Revenues have increased from $11.7 billion in 2020 to $16.6 billion in 2021. Concurrently, earnings have expanded from $0.88 per share in 2020 to $1.32 per share in 2021.
In its most recent Q2, KMI continued to outperform across its segments, with higher commodity prices giving a boost to its CO2 segment. Additionally, the company’s natural gas pipelines segment continues to benefit from robust demand for transport and storage services.
Further, KMI is also investing in the global energy transition via pipeline and terminal support for renewable diesel, sustainable aviation fuel, and related feedstocks.
During the second quarter, KMI saw its earnings per share (EPS) balloon by nearly 182% and its discounted cash flow (DCF) per share grow by 16%. This robust performance is also helping the company provide a dividend yield of 6.16% with a payout ratio of 100.65%.
The Williams Companies (WMB)
WMB shares have gained nearly 6% over the past five days, and the Street sees a 16.9% potential upside in the stock, with an average price target of $39.22 and a Strong Buy consensus rating.
This Oklahoma-headquartered company operates across the natural gas value chain with transportation, storage, processing, and trading in natural gas as well as NGLs.
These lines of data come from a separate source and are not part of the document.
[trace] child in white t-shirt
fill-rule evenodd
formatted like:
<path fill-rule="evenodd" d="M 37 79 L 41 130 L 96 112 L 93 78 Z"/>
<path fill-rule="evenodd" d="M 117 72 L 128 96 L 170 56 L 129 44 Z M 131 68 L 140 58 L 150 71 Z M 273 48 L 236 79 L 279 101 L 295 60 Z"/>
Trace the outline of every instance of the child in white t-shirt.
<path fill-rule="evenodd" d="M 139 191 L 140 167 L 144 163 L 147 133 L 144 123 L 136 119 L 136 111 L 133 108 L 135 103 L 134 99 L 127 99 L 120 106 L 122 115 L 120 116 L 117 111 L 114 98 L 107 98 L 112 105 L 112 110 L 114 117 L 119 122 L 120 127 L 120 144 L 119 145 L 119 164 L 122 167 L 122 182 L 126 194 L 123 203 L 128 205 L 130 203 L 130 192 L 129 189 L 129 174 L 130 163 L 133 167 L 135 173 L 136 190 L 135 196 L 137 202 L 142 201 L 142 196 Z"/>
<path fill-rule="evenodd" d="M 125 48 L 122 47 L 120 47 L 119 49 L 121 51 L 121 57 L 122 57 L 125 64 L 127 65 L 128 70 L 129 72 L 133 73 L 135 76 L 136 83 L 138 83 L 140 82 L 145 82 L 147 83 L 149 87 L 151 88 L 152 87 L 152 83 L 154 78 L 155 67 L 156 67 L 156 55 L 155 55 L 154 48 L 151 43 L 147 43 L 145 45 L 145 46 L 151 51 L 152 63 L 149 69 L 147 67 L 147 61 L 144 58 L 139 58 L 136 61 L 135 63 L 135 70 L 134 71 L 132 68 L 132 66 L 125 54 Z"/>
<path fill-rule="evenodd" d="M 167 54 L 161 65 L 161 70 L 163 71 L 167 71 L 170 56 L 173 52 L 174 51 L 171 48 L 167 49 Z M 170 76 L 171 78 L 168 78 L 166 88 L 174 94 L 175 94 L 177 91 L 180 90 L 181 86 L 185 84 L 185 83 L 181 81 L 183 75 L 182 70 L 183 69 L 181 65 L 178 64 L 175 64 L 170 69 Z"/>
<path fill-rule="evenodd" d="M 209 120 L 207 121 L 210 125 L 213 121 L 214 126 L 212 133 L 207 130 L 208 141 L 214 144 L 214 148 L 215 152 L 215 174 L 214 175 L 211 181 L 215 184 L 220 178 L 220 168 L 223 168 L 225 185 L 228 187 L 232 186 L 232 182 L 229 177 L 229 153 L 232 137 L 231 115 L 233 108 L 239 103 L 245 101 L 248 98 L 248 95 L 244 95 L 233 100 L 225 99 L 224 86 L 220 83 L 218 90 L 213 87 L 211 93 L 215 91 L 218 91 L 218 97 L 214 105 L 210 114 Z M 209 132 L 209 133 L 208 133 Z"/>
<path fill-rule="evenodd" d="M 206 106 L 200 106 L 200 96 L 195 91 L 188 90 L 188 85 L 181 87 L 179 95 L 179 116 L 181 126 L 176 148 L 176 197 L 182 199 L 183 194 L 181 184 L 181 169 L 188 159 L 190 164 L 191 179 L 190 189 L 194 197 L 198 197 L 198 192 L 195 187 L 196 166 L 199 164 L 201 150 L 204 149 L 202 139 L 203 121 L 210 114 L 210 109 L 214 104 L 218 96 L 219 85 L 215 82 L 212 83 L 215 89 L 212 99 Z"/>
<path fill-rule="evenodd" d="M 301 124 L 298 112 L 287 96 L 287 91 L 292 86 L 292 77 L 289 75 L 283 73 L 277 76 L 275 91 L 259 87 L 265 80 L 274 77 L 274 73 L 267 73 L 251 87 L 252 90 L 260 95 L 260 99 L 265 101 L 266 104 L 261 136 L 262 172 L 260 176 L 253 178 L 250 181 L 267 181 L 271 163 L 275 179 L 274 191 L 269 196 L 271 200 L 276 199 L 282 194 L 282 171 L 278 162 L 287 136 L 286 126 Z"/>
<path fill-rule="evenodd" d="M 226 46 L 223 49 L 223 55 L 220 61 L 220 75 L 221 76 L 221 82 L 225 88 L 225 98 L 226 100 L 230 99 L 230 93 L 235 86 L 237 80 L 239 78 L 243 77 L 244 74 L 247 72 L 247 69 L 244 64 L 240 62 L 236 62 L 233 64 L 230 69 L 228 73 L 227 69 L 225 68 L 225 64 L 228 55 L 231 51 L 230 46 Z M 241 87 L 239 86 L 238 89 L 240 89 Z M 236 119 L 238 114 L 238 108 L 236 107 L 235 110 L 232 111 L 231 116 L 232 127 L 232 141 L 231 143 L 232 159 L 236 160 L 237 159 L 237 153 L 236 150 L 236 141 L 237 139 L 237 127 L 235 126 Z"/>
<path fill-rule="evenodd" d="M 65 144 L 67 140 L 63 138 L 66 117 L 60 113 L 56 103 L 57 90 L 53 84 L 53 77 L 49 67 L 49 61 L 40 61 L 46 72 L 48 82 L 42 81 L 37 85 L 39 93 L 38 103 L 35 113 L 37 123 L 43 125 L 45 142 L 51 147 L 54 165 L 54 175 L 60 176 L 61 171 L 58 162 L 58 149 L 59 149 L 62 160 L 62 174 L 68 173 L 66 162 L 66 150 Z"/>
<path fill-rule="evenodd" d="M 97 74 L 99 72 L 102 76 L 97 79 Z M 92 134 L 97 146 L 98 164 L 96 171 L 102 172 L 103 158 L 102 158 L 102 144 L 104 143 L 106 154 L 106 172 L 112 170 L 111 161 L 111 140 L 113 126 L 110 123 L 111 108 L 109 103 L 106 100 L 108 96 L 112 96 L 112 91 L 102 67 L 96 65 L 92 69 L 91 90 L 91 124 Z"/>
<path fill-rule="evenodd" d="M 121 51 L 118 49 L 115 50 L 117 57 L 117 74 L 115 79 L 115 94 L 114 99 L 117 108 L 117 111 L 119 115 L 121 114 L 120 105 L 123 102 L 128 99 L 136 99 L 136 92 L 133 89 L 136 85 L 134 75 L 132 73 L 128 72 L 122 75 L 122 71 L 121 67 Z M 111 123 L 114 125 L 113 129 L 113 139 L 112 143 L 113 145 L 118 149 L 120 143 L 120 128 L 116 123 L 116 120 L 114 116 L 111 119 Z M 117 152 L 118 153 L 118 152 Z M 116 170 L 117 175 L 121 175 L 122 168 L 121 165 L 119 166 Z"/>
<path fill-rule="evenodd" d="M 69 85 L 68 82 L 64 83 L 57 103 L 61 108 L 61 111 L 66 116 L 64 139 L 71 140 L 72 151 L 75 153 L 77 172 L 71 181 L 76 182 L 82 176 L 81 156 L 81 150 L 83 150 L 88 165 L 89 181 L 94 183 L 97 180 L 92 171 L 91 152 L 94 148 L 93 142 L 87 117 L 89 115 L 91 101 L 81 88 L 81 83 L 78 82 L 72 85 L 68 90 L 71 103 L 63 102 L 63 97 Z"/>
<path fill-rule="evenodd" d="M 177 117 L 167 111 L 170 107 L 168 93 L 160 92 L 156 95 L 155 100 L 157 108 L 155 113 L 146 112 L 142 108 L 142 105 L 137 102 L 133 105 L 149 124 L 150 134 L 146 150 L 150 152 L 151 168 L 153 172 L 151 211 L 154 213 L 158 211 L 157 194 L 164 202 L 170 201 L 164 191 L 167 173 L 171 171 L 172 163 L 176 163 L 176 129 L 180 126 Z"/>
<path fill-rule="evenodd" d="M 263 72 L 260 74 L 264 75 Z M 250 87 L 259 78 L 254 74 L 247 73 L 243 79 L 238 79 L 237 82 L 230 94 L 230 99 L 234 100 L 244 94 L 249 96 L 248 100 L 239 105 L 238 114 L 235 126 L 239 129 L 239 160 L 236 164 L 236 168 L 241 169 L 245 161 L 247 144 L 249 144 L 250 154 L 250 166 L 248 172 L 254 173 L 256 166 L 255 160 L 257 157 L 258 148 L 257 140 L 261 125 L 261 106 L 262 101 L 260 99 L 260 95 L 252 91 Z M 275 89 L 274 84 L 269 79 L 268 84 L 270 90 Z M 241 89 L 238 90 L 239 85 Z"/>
Its pipelines span over 30,000 miles, and the company handles around 30% of natural gas in the U.S.
Revenues have expanded from $7.7 billion in 2020 to $10.8 billion in 2021, while EPS has expanded from $1.1 in 2020 to $1.36 in 2021. Most importantly, this bottom line is further expected to improve to $1.61 in 2023, indicating anticipation of an improved margin structure.
WMB’s Louisiana Energy Gateway clean energy project is expected to enter service in the latter half of 2024 and will create additional avenues for carbon capture as well as storage.
The company’s robust cash flow generation capacity is visible in a price to cash flow ratio of 9.6 and a price to free cash flow ratio of 31.5.
A beta of 0.46 implies the stock is more stable in the face of wild market gyrations. Finally, with a dividend yield of 5.16% at a payout ratio of 118.30%, WMB remains a consistent dividend distributor, having undertaken four dividend increases in the past five years.
Energy Transfer (ET)
The final name on our list has gained 3.5% in the past five days but offers the maximum upside according to Wall Street. Analysts have a Strong Buy consensus rating on ET alongside an average price target of $15.57, implying a massive 46.2% potential upside.
ET has a well-diversified energy asset portfolio in North America with a footprint across natural gas, transportation, storage, crude oil, NGLs, terminals, as well as NGL fractionation.
Of all the names on our list, only ET has seen accelerating fundamentals with revenue increasing from $38.9 billion in 2020 to $67.4 billion in 2021 and an EPS of $1.89 in 2021, compared to a net loss per share of $0.24 in 2020.
Furthermore, in its upcoming second-quarter numbers on August 3, the company is expected to report an EPS of $0.35 compared to $0.20 for the year-ago period, which is a 75% gain.
ET has been a beneficiary of soaring oil and gas prices, and shareholders have been benefitting with a dividend yield of 6.63% at a payout ratio of 63.96%. Furthermore, yesterday, the company boosted its dividend by 15% sequentially to $0.23, which is payable on August 19.
On top of the expected near 50% upside and the robust dividend yield, the stock is available at a reasonable price-to-earnings ratio of 10 and a price-to-sales ratio of 0.57.
This implies investors have to shell out 57 cents to buy each dollar the company generates in revenue. Finally, a price-to-cash flow ratio of 3.50 and a price-to-free cash flow ratio of 17.30 continue to point towards robust cash flow generation capacity.
In a gold rush, it pays to sell picks and shovels. These three energy infra names have established robust asset footprint across the value chain and may be expected to continue to reap the benefits of the world’s insatiable and ever-growing thirst for energy.